装飾はあまり凝ってはいないのだが、日々の鍛錬で磨き抜かれたボディラインがいやらしくない程度に出ていて、それこそが一番の装飾だと言わんばかり。
……まあ、本人曰く、いざと言う時に動きの邪魔になりにくいというのが、このドレスを選んだ理由だったりするのだが、それはハンナの忠告により誰にも言ってはいない。
目に宿る熱っぽさを見るに、聡明な一番の親友が見抜いていないのだから、この会場にいる誰もその意図はわからないだろう。
「ふふ、そう言ってもらえたら光栄だわ。ドレス選びに苦労した甲斐もあったというものよ」
まだ熱い頬を冷ますかのようにふぅ、と小さく吐息を零した後、フランツィスカは少しばかり照れの含まれる顔で笑って見せた。
「やれやれ、魅力的な娘を持つと苦労するね、ガイウス」
「何をおっしゃいますやら、そのお言葉、そっくりそのままお返しさせていただきますよ、エルタウルス公」
そんな二人のやり取りを見ながら、エスコートしてきた彼女らの父親達が和やかに挨拶を交わしている。
今日は王立学園入学前の、入学する貴族令息令嬢が社交界にデビューするデビュタントの日。
かつてはそれぞれが成人する誕生日などに行われていたが、学園が権威を持ち、ほぼ全ての貴族子女が入学する現在では、彼ら彼女らを一堂に集めて行うのが通例だ。
そして今年も同様に集められ、いかに『天下御免』を持つメルツェデスであってもわざわざ拒否する意味もないため、こうして参加しているわけだが。
この年齢であれば婚約者がいる令息令嬢も多く、大半はそれぞれの婚約者と共に入場しているのだが、婚約者のいまだいないメルツェデス、フランツィスカは父親にエスコートされて入場した、というわけだ。
なお、メルツェデスのエスコートをしたいとクリストファーは熱望していたが、彼はまだデビューの歳ではないため、却下された。
「うちのフランが魅力的なのは今更だがね。恐らく今日人目を集めるのはメルツェデス嬢ではないかい?

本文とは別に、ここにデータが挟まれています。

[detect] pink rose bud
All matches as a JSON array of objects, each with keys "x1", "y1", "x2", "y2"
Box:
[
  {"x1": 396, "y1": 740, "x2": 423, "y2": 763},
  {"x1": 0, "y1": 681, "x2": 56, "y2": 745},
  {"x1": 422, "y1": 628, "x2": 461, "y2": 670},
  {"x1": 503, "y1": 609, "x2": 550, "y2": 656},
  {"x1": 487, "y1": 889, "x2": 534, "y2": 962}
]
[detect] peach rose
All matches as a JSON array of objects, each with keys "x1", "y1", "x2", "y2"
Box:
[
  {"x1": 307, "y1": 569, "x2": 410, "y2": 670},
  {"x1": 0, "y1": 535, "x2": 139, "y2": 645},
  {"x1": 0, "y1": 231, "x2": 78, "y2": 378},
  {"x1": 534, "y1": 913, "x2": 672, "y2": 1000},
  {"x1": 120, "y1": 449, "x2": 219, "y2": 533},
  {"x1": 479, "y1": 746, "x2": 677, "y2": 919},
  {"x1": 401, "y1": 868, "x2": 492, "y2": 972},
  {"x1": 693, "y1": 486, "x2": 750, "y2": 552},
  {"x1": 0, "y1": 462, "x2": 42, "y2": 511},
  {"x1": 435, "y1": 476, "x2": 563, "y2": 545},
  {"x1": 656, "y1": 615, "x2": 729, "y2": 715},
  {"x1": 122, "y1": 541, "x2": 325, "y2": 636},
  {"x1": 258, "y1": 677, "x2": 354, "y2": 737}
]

何しろ、色々な噂で持ちきりのご令嬢がついに社交界デビューするのだからねぇ」
「……それは、まあ、我が娘ながらお転婆に育ちましたからなぁ……」
唐突な親馬鹿発言に一瞬言葉を失うも、続く言葉には苦笑しか浮かんでこない。
確かに、『天下御免』を得てからのメルツェデスは傍目には奔放に映ったことだろう。
実際には下調べもし、熟慮しての行動がほとんどで、だからこそガイウスも止めずに見守っていたし、それが貴族社会でどう見られているかもわかっていて、好奇の目を向けられるだろうからと社交の場にほとんど出ないことも咎めずにいたのだが。
いよいよ、今日デビューすることになってしまう。
「お転婆なだけに、陰でこそこそ言うしかできないような連中に振り回されることもないでしょうし」
そう言いながらガイウスがちらりと視線を動かせば、その視線を受けてさっと顔を逸らす者が数人。

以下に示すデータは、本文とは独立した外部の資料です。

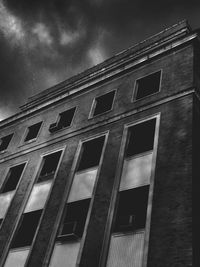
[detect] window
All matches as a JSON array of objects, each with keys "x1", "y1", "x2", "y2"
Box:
[
  {"x1": 38, "y1": 151, "x2": 62, "y2": 182},
  {"x1": 78, "y1": 136, "x2": 105, "y2": 171},
  {"x1": 1, "y1": 163, "x2": 25, "y2": 193},
  {"x1": 24, "y1": 122, "x2": 42, "y2": 142},
  {"x1": 11, "y1": 210, "x2": 42, "y2": 248},
  {"x1": 58, "y1": 199, "x2": 90, "y2": 241},
  {"x1": 126, "y1": 119, "x2": 156, "y2": 157},
  {"x1": 93, "y1": 91, "x2": 115, "y2": 117},
  {"x1": 135, "y1": 71, "x2": 161, "y2": 100},
  {"x1": 0, "y1": 134, "x2": 13, "y2": 151},
  {"x1": 49, "y1": 107, "x2": 76, "y2": 133},
  {"x1": 114, "y1": 186, "x2": 149, "y2": 232}
]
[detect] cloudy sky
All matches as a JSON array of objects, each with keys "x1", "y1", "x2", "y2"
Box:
[{"x1": 0, "y1": 0, "x2": 200, "y2": 120}]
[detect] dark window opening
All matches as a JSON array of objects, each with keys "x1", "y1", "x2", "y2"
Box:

逸らさずに受け止めているのは、肝の据わった上級貴族か、メルツェデスの友人とその家族だろう。
それを見て、エルタウルス公爵も楽しげに笑い声を上げた。若干、わざとらしいくらいに。
「確かにね。こう言ってはなんだが、メルツェデス嬢は鏡のようなものだね。
彼女を通してみると、本当に色々なものが見えてくるよ」
貴族として最高位であり、形式的な序列はともかく実際の権勢において随一と目されるエルタウルス公爵がそこまで言う。
そのことをよくわかっていての言葉に、ガイウスは内心で感謝の念を抱いていた。
知っての通り親馬鹿なガイウスからしてみれば、その性根の太さを知っていてもなお、様々な情念渦巻く社交界にメルツェデスを送り込むことは心配で仕方が無い。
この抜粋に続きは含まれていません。